I didn’t really have any option other than to put one foot in front of the other.
After what seemed an eternity, we made it to the junction with the JMT. We took a shorter break than I’d hoped for, because there was no water source nearby. And then we picked ourselves up and kept going.
Perhaps the worst part of the day was that after such an intense and challenging climb, we then had to descend 1000 feet.
The trail down the South side of Bear Ridge descended through open, dense vegetation which offered us the smiling faces of colourful wildflowers. We also thankfully crossed some small streams along the way where we could fill our water bladders.
By about 2 pm my feet and ankles were screaming at me to stop. I simply could not keep going through the heat of the day. So we pulled off at a campsite along the descent and threw the hammock up between a couple trees. And there I stayed for the better part of an hour, resting in the cool breeze working it’s way up the valley.
Thanks to that break I was able to keep going, and eventually we made it close to our goal for the day, pulling up about a mile from the Bear Creek crossing.
Our campground for the evening was quite a nice one, with easy access to Bear Creek where I could soak my sore feet and legs for a bit. Bugs were still an issue, but we were treated to a visit from a lovely young deer who laid down in the grass across the creek from us. I had to wonder what she was thinking about all these crazy humans invading her wilderness.
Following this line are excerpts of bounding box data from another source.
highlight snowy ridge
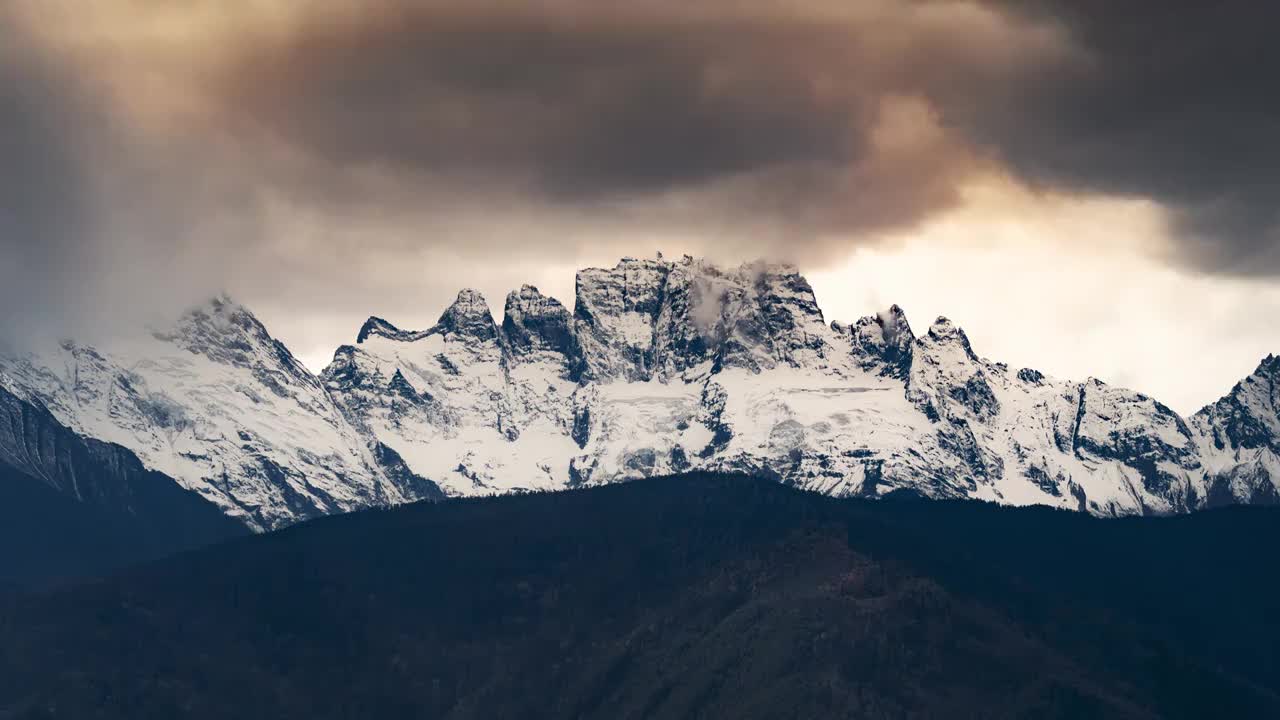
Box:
[0,296,431,529]
[0,258,1280,528]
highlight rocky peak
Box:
[356,316,426,345]
[502,284,577,357]
[433,288,498,341]
[832,305,915,379]
[1194,355,1280,452]
[152,293,315,392]
[573,258,672,380]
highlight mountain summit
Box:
[0,256,1280,528]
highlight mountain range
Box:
[0,256,1280,530]
[0,473,1280,720]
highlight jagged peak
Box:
[433,287,498,340]
[163,291,270,341]
[503,283,564,315]
[502,284,576,356]
[356,315,403,345]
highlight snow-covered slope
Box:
[0,297,434,529]
[324,258,1280,515]
[0,258,1280,528]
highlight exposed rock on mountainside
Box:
[0,258,1280,528]
[0,297,435,529]
[0,388,247,584]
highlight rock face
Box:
[0,258,1280,528]
[0,388,248,585]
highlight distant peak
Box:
[356,316,402,345]
[434,287,498,340]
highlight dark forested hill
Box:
[0,475,1280,719]
[0,388,250,588]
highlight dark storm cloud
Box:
[215,3,1061,242]
[0,0,1280,351]
[956,0,1280,274]
[0,17,97,334]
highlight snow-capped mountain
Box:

I had spent a fair bit of the day reflecting on John Muir, the mountain explorer, writer, and namesake of the trail. He would often venture off into the mountains with the clothes on his back, a pocket of hardtack, his tea-kettle and mug. He found life and healing in the mountains and I am proud to follow in his footsteps.
I managed to shake off my soreness and regain some of my positive attitude by the end of the day. It helped to remind myself that every day can’t be perfect and that we knew there would be challenging sections of the trail. Ultimately, this day would make me stronger and more capable, allowing me to finish the trail.